Home » A Statistician's Life, Celebrating Women in Statistics

Karen Bandeen-Roche

1 March 2019 1,582 views No Comment

Frank Hurley and Catharine Dorrier Professor and Chair, Department of Biostatistics, Johns Hopkins Bloomberg School of Public Health

Educational Background:
BS, Mathematics, Andrews University
PhD, Operations Research and Industrial Engineering, Cornell University

About Karen
I spent a happy childhood growing up in Brinklow, Maryland, together with two brothers and assorted poodles, cats, ponies, and a few other creatures—11 animals at once at our height! To this day, interactions with the animal world are among my greatest joys.

My father was an atmospheric physicist. He often brought home reams of 1970s-era computer paper that my younger brother would transform into “sculptures” of a sort. I was fascinated by the satellite data that blanketed the obverse sides of the pages, inspired by my dad’s life as a NASA scientist, and fantastically supported by my dad in my scientific interests, even though it was a new thought for a man of his generation to consider his daughter (rather than his sons) would pursue these.

I studied mathematics and then applied mathematics in college and graduate school. Two experiences pushed me into statistics/data science. The first was an undergraduate honors project in which I implemented a questionnaire on community attitudes regarding parochial education—including conducting all the interviews—and then analyzed and reported the resulting data. The second was my exposure to statistics at Cornell, which interested me far more than the other aspects of operations research. I was privileged to complete a dissertation under the fabulous mentorship of David Ruppert and then go straight on to Johns Hopkins Biostatistics, where I have been ever since.

I have had the joy of pursuing many interests in my career, including statistical methods development, collaborative science, education and mentoring, and leadership. Through this process, I have evolved into a hybrid scientist—roughly equal parts statistician and gerontologist. My greatest joys and proudest accomplishments have been to foster trainees and more junior colleagues into careers they find personally rewarding and that positively affect people around the world.

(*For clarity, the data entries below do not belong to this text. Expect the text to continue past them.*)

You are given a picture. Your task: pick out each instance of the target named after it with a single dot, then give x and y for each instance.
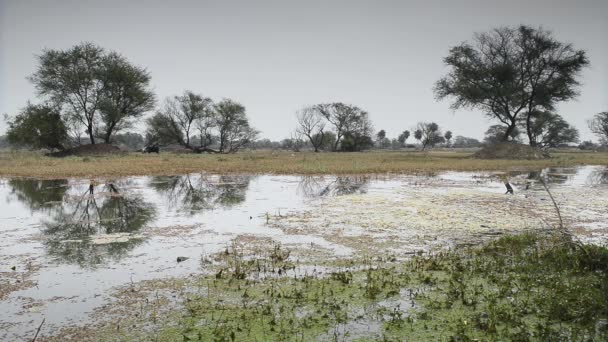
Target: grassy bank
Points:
(28, 164)
(519, 288)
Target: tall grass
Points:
(29, 164)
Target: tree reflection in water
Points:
(318, 186)
(81, 217)
(195, 193)
(39, 195)
(598, 177)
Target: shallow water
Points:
(73, 241)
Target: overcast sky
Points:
(277, 56)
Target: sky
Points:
(275, 57)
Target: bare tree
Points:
(311, 125)
(341, 116)
(70, 78)
(126, 95)
(430, 135)
(233, 126)
(599, 126)
(177, 120)
(510, 73)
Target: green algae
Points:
(517, 287)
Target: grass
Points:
(517, 288)
(30, 164)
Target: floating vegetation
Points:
(517, 287)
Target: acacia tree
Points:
(430, 135)
(71, 78)
(176, 122)
(495, 134)
(599, 126)
(37, 126)
(342, 117)
(125, 96)
(403, 137)
(510, 73)
(418, 135)
(233, 126)
(448, 136)
(93, 87)
(311, 125)
(358, 133)
(551, 130)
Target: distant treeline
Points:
(514, 75)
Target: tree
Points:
(461, 142)
(311, 125)
(233, 126)
(430, 135)
(93, 87)
(342, 117)
(418, 135)
(71, 78)
(448, 136)
(495, 134)
(176, 122)
(512, 72)
(599, 126)
(38, 126)
(125, 96)
(551, 130)
(403, 137)
(381, 140)
(358, 134)
(327, 140)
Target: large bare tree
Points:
(126, 95)
(233, 126)
(71, 78)
(599, 126)
(311, 125)
(176, 121)
(511, 73)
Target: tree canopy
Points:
(93, 88)
(599, 126)
(38, 126)
(511, 73)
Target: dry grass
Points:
(30, 164)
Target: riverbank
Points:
(36, 165)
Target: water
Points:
(72, 241)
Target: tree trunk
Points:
(529, 130)
(91, 136)
(108, 134)
(508, 132)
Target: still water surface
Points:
(72, 241)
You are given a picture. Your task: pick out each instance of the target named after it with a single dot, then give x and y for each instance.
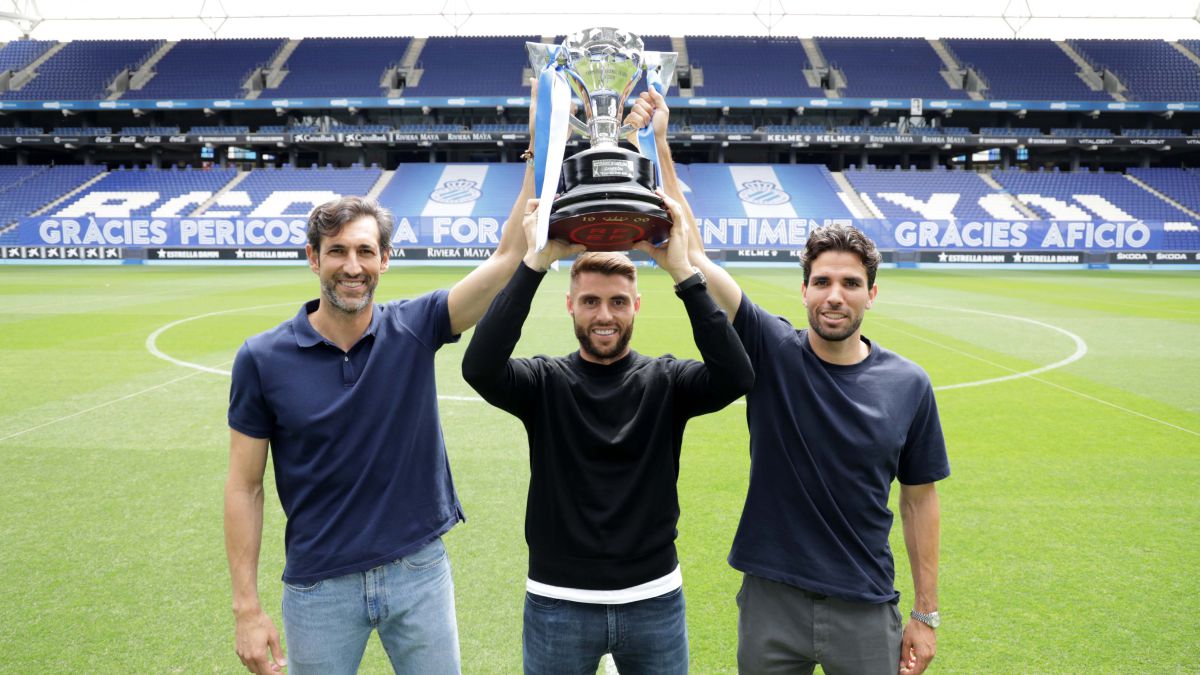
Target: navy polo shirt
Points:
(826, 443)
(360, 464)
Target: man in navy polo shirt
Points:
(343, 394)
(834, 419)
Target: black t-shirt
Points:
(604, 440)
(826, 443)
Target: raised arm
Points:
(258, 641)
(726, 371)
(921, 513)
(487, 365)
(471, 296)
(652, 108)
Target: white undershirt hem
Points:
(622, 596)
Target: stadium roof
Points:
(71, 19)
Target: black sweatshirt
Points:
(604, 440)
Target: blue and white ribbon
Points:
(646, 137)
(552, 129)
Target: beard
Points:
(583, 334)
(829, 335)
(329, 290)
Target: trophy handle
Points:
(579, 126)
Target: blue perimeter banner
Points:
(737, 232)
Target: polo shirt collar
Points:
(307, 336)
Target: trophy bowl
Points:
(606, 196)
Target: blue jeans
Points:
(409, 601)
(645, 637)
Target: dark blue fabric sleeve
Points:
(923, 458)
(249, 412)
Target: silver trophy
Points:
(606, 196)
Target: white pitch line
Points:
(1080, 347)
(1032, 374)
(97, 406)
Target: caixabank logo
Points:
(459, 191)
(762, 193)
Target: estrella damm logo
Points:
(762, 193)
(457, 191)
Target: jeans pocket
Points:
(304, 587)
(541, 602)
(430, 556)
(670, 595)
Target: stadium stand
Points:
(142, 192)
(149, 130)
(887, 66)
(453, 190)
(939, 131)
(19, 53)
(1151, 69)
(1182, 185)
(219, 130)
(1024, 69)
(291, 191)
(24, 190)
(750, 66)
(83, 70)
(1086, 196)
(1009, 131)
(473, 66)
(198, 69)
(501, 127)
(1153, 132)
(796, 129)
(765, 190)
(930, 195)
(285, 129)
(723, 127)
(1081, 132)
(82, 131)
(339, 66)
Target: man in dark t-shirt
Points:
(605, 428)
(834, 419)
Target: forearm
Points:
(513, 237)
(726, 363)
(485, 365)
(921, 513)
(244, 537)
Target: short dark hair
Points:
(841, 238)
(607, 263)
(330, 217)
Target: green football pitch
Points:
(1071, 524)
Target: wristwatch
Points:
(933, 619)
(696, 279)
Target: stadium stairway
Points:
(1185, 51)
(1093, 79)
(64, 198)
(145, 73)
(1017, 203)
(274, 71)
(378, 187)
(216, 196)
(29, 72)
(851, 198)
(954, 71)
(1162, 196)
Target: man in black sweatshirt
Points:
(605, 429)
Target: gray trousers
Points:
(786, 629)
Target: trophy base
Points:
(607, 202)
(610, 225)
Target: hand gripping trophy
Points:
(606, 196)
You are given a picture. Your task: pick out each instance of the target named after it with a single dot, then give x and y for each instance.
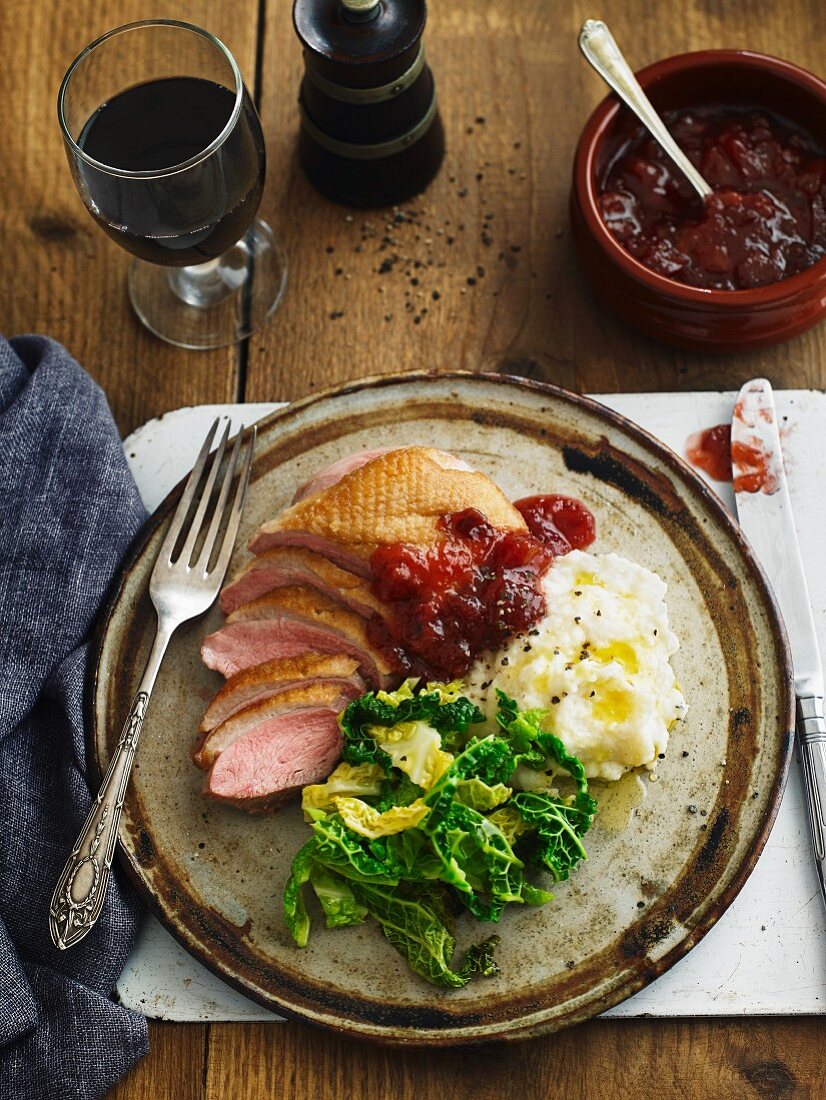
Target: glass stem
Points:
(205, 285)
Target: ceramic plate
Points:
(648, 892)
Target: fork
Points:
(180, 590)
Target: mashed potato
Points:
(598, 662)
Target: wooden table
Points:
(503, 293)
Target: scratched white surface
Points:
(767, 955)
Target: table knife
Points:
(764, 510)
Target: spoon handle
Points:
(601, 51)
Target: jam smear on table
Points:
(711, 451)
(474, 589)
(764, 222)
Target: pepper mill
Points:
(371, 132)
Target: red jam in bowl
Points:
(471, 591)
(766, 221)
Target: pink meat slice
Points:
(271, 536)
(240, 646)
(288, 623)
(295, 565)
(276, 759)
(293, 702)
(265, 681)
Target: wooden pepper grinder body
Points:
(371, 132)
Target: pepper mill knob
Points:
(371, 131)
(361, 11)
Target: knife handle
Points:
(812, 745)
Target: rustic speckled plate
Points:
(647, 894)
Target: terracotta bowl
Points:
(691, 317)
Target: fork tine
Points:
(186, 498)
(220, 506)
(205, 497)
(229, 538)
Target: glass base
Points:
(216, 304)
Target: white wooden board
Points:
(767, 955)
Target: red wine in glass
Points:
(185, 218)
(167, 154)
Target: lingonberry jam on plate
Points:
(474, 589)
(764, 222)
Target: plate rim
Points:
(656, 967)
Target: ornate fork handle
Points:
(81, 888)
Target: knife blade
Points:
(764, 510)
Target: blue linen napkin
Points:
(68, 512)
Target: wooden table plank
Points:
(517, 66)
(690, 1059)
(59, 273)
(174, 1067)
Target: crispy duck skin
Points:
(297, 565)
(397, 496)
(333, 473)
(256, 716)
(264, 681)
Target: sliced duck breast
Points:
(338, 470)
(395, 497)
(296, 565)
(275, 759)
(264, 713)
(294, 622)
(265, 681)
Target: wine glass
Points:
(166, 152)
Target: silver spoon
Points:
(601, 51)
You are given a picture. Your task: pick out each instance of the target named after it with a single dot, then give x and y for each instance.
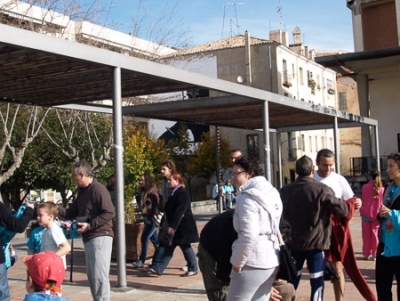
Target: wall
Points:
(385, 107)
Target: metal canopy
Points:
(45, 71)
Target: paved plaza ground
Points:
(169, 286)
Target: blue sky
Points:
(325, 24)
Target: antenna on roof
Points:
(280, 12)
(236, 17)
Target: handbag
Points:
(163, 236)
(287, 265)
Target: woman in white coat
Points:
(255, 254)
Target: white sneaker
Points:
(138, 264)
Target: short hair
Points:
(169, 163)
(82, 167)
(177, 177)
(324, 153)
(49, 207)
(250, 165)
(304, 166)
(149, 181)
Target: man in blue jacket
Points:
(14, 224)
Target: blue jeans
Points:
(149, 233)
(316, 266)
(4, 291)
(164, 254)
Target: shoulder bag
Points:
(287, 265)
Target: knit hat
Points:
(46, 266)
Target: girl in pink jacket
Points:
(372, 197)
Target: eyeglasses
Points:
(236, 173)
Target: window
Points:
(398, 142)
(253, 146)
(342, 101)
(301, 76)
(329, 84)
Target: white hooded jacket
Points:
(257, 245)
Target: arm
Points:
(64, 249)
(248, 233)
(103, 209)
(183, 202)
(12, 223)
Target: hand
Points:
(384, 211)
(236, 269)
(82, 227)
(275, 296)
(358, 203)
(171, 231)
(30, 205)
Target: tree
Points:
(17, 136)
(143, 154)
(204, 161)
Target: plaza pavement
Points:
(170, 286)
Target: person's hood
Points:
(43, 297)
(263, 193)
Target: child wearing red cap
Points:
(45, 275)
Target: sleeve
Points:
(106, 209)
(154, 205)
(248, 233)
(394, 217)
(336, 206)
(183, 203)
(58, 235)
(347, 192)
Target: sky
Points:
(324, 24)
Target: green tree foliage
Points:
(180, 150)
(204, 162)
(143, 154)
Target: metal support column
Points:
(279, 145)
(336, 140)
(377, 153)
(218, 175)
(267, 145)
(119, 177)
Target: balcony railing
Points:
(287, 79)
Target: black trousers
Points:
(386, 268)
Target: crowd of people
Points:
(238, 250)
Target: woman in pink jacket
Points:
(372, 197)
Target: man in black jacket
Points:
(214, 253)
(11, 223)
(307, 206)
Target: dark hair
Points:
(375, 175)
(324, 153)
(82, 167)
(169, 163)
(304, 166)
(250, 165)
(177, 177)
(149, 182)
(395, 157)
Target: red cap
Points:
(46, 266)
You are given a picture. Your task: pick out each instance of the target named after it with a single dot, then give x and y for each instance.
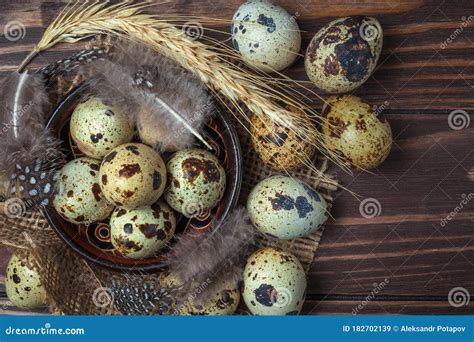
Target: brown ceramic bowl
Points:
(93, 241)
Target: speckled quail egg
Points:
(266, 36)
(140, 233)
(274, 283)
(22, 282)
(286, 208)
(224, 301)
(133, 176)
(196, 181)
(354, 131)
(78, 196)
(97, 128)
(280, 147)
(344, 53)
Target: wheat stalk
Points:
(211, 64)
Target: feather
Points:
(218, 255)
(30, 156)
(167, 103)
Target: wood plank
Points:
(389, 307)
(412, 58)
(421, 182)
(418, 186)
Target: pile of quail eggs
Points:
(338, 60)
(129, 183)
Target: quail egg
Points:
(97, 128)
(196, 181)
(344, 53)
(286, 208)
(132, 176)
(280, 147)
(353, 130)
(78, 196)
(265, 35)
(274, 283)
(22, 282)
(140, 233)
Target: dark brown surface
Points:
(431, 165)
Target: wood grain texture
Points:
(420, 79)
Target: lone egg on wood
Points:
(274, 283)
(197, 181)
(280, 147)
(286, 208)
(344, 53)
(353, 130)
(140, 233)
(78, 196)
(132, 176)
(265, 35)
(22, 282)
(98, 128)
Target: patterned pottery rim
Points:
(223, 138)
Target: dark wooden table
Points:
(421, 78)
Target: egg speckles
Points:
(78, 196)
(355, 132)
(22, 283)
(223, 302)
(344, 53)
(278, 146)
(274, 283)
(286, 208)
(97, 128)
(266, 36)
(196, 181)
(132, 176)
(140, 233)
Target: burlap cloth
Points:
(72, 283)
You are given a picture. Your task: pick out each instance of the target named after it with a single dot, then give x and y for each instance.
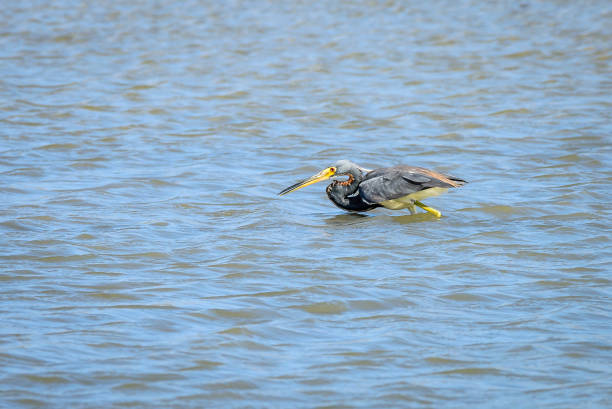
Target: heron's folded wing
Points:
(396, 182)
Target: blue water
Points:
(148, 261)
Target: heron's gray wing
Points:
(398, 181)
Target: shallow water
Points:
(147, 260)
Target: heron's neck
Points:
(342, 193)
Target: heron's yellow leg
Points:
(427, 208)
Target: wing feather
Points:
(398, 181)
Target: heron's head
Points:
(342, 167)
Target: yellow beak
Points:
(323, 175)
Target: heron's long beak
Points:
(323, 175)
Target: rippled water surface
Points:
(147, 261)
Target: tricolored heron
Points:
(397, 187)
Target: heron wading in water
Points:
(397, 187)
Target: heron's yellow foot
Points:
(427, 208)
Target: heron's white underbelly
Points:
(408, 200)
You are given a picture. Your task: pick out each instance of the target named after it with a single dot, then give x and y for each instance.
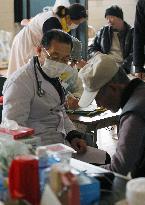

I co-founded and long directed a National Institutes of Health (NIH)–funded training program in the epidemiology and biostatistics of aging. We have graduated dozens of trainees who are pursuing productive careers discovering how to promote longer health in people’s lives—through both biostatistical and epidemiological expertise.

I also have had the privilege of mentoring faculty from brand-new status into mid- and senior-level leaders through my roles as department chair, co-director of the Johns Hopkins Older Americans Independence Center, and leader of research programs—most recently an NIH contract to characterize and, ultimately, promote resilience to stressors in older adults.